PROJECT SUMMARY Anotia/microtia is a birth defect characterized by an absent or hypoplastic external ear; it is estimated that >80,000 Americans are living with this condition, which causes significant hearing loss in >75% of affected individuals. This study will identify social/environmental and genetic drivers of anotia/microtia, with an emphasis on addressing health disparities for Hispanic/Latinx populations. Notably, the birth prevalence of anotia/microtia is increased in Hispanic relative to non-Hispanic white populations, but Hispanic infants are less likely to be diagnosed with an anotia/microtia syndrome than their non-Hispanic white peers. This study will use a three-part approach. First, by leveraging data on >10 million live births and >3,500 cases with anotia/microtia from population-based birth defects registries in California and Texas, it will evaluate the extent to which sociodemographic factors explain differences in the birth prevalence of anotia/microtia syndromes between Hispanic and non-Hispanic populations. Second, using an ancestry-aware genome-wide association method (Tractor), archived biospecimens from the California Biobank Program and National Birth Defects Prevention Study, and publicly available whole-genome sequencing data from the Gabriella Miller Kids First Pediatric Research Initiative, it will identify genetic variants associated with anotia/microtia in Hispanic and non-Hispanic individuals. Next, it will apply a rigorous machine learning technique to data from the National Birth Defects Prevention Study (N=699 cases with anotia/microtia and >10,000 controls without birth defects) to identify maternal exposures associated with anotia/microtia in Hispanic and non-Hispanic populations. Finally, it will perform an integrative assessment of the role of sociodemographic, genetic, and maternal factors in determining risk for anotia/microtia. In accomplishing these objectives, the study will: identify drivers of disparities in anotia/microtia among Hispanic populations; shed light on the etiology of anotia/microtia in diverse populations by characterizing genetic variants associated with this disease, which will be targets for future investigation; and identify potentially modifiable maternal exposures that could be used to facilitate prevention.

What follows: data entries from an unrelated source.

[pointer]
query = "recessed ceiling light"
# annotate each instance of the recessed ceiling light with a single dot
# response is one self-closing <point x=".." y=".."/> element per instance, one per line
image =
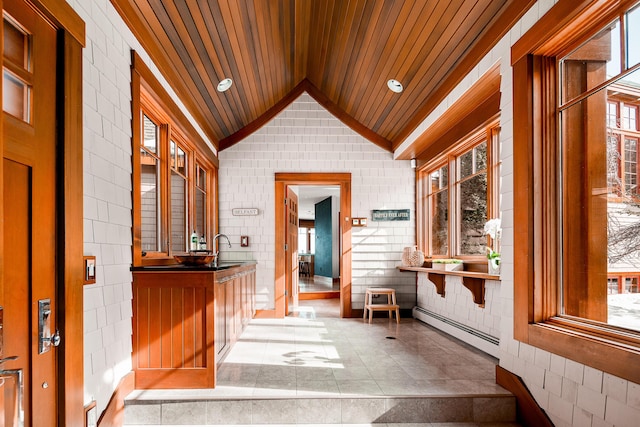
<point x="395" y="86"/>
<point x="224" y="85"/>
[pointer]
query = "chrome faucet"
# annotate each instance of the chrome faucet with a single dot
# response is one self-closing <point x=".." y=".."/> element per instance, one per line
<point x="215" y="255"/>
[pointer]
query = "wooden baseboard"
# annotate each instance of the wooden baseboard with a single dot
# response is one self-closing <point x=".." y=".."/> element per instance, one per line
<point x="113" y="415"/>
<point x="265" y="314"/>
<point x="528" y="411"/>
<point x="306" y="296"/>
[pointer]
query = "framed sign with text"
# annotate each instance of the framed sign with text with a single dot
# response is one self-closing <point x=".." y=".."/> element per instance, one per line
<point x="391" y="215"/>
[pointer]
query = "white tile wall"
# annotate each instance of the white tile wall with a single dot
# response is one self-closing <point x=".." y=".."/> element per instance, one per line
<point x="306" y="138"/>
<point x="107" y="195"/>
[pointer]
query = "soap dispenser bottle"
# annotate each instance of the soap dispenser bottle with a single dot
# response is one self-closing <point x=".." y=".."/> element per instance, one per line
<point x="194" y="241"/>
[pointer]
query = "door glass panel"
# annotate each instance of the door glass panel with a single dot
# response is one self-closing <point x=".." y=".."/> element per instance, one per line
<point x="15" y="97"/>
<point x="16" y="44"/>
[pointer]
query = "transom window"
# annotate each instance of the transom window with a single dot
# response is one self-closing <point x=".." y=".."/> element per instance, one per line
<point x="455" y="197"/>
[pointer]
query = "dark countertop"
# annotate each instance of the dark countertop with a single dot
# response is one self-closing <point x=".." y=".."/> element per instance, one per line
<point x="207" y="267"/>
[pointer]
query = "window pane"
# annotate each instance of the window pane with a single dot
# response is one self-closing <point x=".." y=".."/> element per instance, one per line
<point x="150" y="135"/>
<point x="150" y="202"/>
<point x="599" y="58"/>
<point x="614" y="180"/>
<point x="599" y="281"/>
<point x="181" y="160"/>
<point x="631" y="167"/>
<point x="633" y="35"/>
<point x="612" y="115"/>
<point x="178" y="213"/>
<point x="481" y="156"/>
<point x="465" y="165"/>
<point x="473" y="215"/>
<point x="201" y="212"/>
<point x="440" y="223"/>
<point x="201" y="178"/>
<point x="629" y="117"/>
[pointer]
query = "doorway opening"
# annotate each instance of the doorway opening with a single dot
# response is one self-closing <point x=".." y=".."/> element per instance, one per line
<point x="318" y="241"/>
<point x="305" y="268"/>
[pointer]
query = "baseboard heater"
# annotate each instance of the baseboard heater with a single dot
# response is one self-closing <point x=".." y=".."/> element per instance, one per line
<point x="480" y="340"/>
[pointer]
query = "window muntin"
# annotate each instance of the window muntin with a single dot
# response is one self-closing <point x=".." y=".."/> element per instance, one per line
<point x="472" y="201"/>
<point x="633" y="35"/>
<point x="151" y="231"/>
<point x="201" y="198"/>
<point x="455" y="198"/>
<point x="178" y="196"/>
<point x="603" y="51"/>
<point x="438" y="203"/>
<point x="598" y="140"/>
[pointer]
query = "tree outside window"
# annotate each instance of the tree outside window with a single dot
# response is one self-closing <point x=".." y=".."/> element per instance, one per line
<point x="455" y="197"/>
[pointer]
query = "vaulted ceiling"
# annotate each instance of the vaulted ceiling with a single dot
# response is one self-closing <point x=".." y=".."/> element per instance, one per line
<point x="342" y="52"/>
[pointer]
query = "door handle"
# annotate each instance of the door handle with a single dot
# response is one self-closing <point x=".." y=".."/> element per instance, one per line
<point x="46" y="340"/>
<point x="17" y="420"/>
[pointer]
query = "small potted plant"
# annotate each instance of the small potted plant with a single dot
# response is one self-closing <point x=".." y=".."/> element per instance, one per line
<point x="493" y="229"/>
<point x="447" y="264"/>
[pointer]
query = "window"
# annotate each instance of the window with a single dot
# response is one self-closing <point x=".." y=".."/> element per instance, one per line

项目摘要 Anotia/Microtia是一种出生缺陷，其特征是缺乏或发育不全的外耳；据估计 > 80,000名美国人生活在这种情况下，> 75％的受影响 个人。这项研究将确定Anotia/Microtia的社会/环境和遗传驱动因素， 强调解决西班牙裔/拉丁人种群的健康差异。值得注意的是，出生率 相对于非西班牙裔白人种群，西班牙裔厌食症/小阶级有所增加，但西班牙裔婴儿较少 可能被诊断出患有厌氧/微图综合症，而不是其非西班牙裔白人同伴。这项研究会 使用三部分的方法。首先，通过利用> 1000万活产和> 3500例的数据 基于人群的先天缺陷的Anotia/Microtia在加利福尼亚和德克萨斯州的注册处，它将评估 社会人口统计学因素解释了厌氧/小综合症的出生率的差异 在西班牙裔和非西班牙裔人口之间。第二，使用祖先感知的全基因组关联 方法（拖拉机），加利福尼亚生物库计划的存档生物测量和国家出生缺陷 预防研究，以及来自Gabriella Miller儿童的公开可用的全基因组测序数据 小儿研究计划，它将确定与西班牙裔和厌食症相关的遗传变异 非西班牙裔人。接下来，它将将严格的机器学习技术应用于国家的数据 先天缺陷的预防研究（n = 699例厌食/小落级病例，> 10,000个没有出生缺陷的对照） 确定与西班牙裔和非西班牙裔人群中与Anotia/Microtia相关的孕产妇暴露。 最后，它将对社会人口统计学，遗传和母体因素的作用进行综合评估。 在确定Anotia/Microtia的风险时。在实现这些目标时，研究将：确定 西班牙裔人群中Anotia/Microtia的差异；阐明了Anotia/Microtia的病因 通过表征与这种疾病相关的遗传变异的不同种群，这将成为目标 未来的调查；并确定可用于促进的潜在可修改的母亲暴露 预防。